Abstract
Purpose
•The optimal management of patients with single brain metastasis from non-small cell lung cancer (NSCLC) remains controversial. Surgical resection (SR) and stereotactic radiosurgery (SRS) are both used in the treatment of such lesions. This study was conducted in order to compare both modalities in terms of local control and survival.
Materials & Methods
•115 patients with single brain metastasis from NSCLC were treated with either resection or SRS at our institution between 2004 and 2011. Median age was 61 years, 46% were male, and 69% had adenocarcinoma histology. The majority (86%) presented with TNM stage III-IV disease at initial diagnosis.
•43 patients underwent resection and 72 underwent SRS using a median marginal dose of 18 Gy. Most surgical patients had adjuvant post-operative irradiation. 63% of patients in the resection group had a synchronous presentation of their brain metastasis and lung primary, compared with 56% of those treated with SRS. Almost 60% of patients treated surgically had an aggressive management of their thoracic disease with curative intent compared with only 47% of patients in the SRS group.
Results
•With a median follow-up of 10 months, local control was 72% in the surgical group compared to 78% in the SRS group (p=0.992).
•The 6-, and 12-month local control rates were 83.5% and 72.9% for resection and 90.8% and 65.5% for SRS. Four (5.6%) patients treated with SRS and 6 (13.9%) who underwent resection had clinical complications following their treatment.
•The median survival for patients treated with resection and SRS were 13.3 months and 7.8 months, respectively (p=0.047). Actuarial 6-, 12- and 18-month survival rates were 76.2%, 58.9% and 38.8% for resection and 60.1%, 36% and 24.6% for SRS.
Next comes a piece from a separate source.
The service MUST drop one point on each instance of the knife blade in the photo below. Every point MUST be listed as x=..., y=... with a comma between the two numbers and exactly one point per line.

•Multivariate analyses revealed aggressive treatment of the primary lung tumor to be an independent factor associated with prolonged survival in patients undergoing resection.
•Patients in the SRS group with asynchronous metastasis showed a better prognosis.
•Patients with asynchronous presentation usually benefited from a more aggressive management of their primary NSCLC compared to those with synchronous disease.
Conclusion
•Based on a more aggressive management of their lung primary, patients with a single brain metastasis undergoing surgical resection had a survival advantage over those managed with SRS.
•Since resection and SRS achieved comparable local control of brain disease, we believe that patients treated with SRS should benefit from an equally aggressive treatment of their primary NSCLC, as aggressive thoracic management seems to be the most important survival predictor in this population.